Thierry Philippet (Planet Media) "En supprimant les floors, nous avons doublé les revenus du header bidding"

Le directeur du programmatique de Planet Media, éditeur des sites Planet.fr, Medisite.fr et E-sante.fr, détaille sa stratégie en matière de header bidding.

JDN. Arrivé à la tête de l'activité programmatique de Planet Media en mars 2019, l'une de vos premières décisions a été d'enlever les floors qui s'appliquaient à votre inventaire. Pourquoi ?

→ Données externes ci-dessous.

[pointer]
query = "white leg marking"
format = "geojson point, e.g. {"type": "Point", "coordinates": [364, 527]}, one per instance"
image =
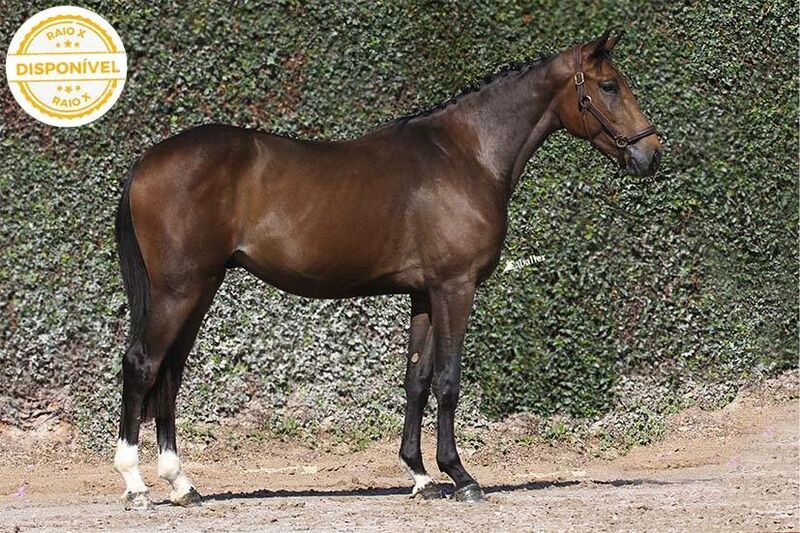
{"type": "Point", "coordinates": [420, 480]}
{"type": "Point", "coordinates": [126, 463]}
{"type": "Point", "coordinates": [169, 468]}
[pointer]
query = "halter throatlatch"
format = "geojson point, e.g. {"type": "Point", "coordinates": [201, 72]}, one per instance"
{"type": "Point", "coordinates": [585, 104]}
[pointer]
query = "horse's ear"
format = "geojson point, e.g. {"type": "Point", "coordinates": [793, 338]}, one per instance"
{"type": "Point", "coordinates": [612, 41]}
{"type": "Point", "coordinates": [604, 44]}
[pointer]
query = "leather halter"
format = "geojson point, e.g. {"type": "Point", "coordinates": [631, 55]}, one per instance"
{"type": "Point", "coordinates": [585, 104]}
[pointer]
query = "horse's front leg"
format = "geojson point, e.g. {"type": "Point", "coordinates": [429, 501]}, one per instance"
{"type": "Point", "coordinates": [450, 306]}
{"type": "Point", "coordinates": [419, 370]}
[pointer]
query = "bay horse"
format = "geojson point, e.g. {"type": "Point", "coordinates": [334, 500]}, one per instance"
{"type": "Point", "coordinates": [417, 207]}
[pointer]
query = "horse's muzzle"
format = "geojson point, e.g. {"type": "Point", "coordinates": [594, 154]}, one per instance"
{"type": "Point", "coordinates": [642, 161]}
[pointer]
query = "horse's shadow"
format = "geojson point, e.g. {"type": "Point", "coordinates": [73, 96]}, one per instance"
{"type": "Point", "coordinates": [398, 491]}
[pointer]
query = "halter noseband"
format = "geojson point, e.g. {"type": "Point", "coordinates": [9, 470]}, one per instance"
{"type": "Point", "coordinates": [585, 104]}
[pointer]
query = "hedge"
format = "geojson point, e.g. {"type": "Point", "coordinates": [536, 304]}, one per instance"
{"type": "Point", "coordinates": [682, 286]}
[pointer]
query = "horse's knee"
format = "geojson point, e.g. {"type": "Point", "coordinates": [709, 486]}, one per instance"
{"type": "Point", "coordinates": [446, 390]}
{"type": "Point", "coordinates": [417, 390]}
{"type": "Point", "coordinates": [138, 369]}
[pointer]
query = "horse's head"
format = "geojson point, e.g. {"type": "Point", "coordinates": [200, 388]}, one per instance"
{"type": "Point", "coordinates": [597, 104]}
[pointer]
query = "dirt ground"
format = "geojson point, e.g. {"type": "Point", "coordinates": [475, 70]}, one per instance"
{"type": "Point", "coordinates": [735, 469]}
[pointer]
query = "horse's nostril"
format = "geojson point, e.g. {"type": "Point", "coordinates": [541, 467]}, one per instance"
{"type": "Point", "coordinates": [656, 160]}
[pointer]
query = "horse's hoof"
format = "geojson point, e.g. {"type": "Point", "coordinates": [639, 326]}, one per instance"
{"type": "Point", "coordinates": [431, 491]}
{"type": "Point", "coordinates": [471, 493]}
{"type": "Point", "coordinates": [137, 501]}
{"type": "Point", "coordinates": [190, 499]}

Thierry Philippet est directeur du programmatique chez Planet Media. © S. de P. Planet Media

Thierry Philippet. Nous avions effectivement établi des floors sur la majorité de notre inventaire. Mais nous avions le sentiment que ces prix planchers, en dessous desquels il n'était pas possible d'acheter chez nous, nous coupait d'une partie de la demande. Nous les avons donc enlevés pour laisser la compétition algorithmique décider de la juste valeur de notre inventaire.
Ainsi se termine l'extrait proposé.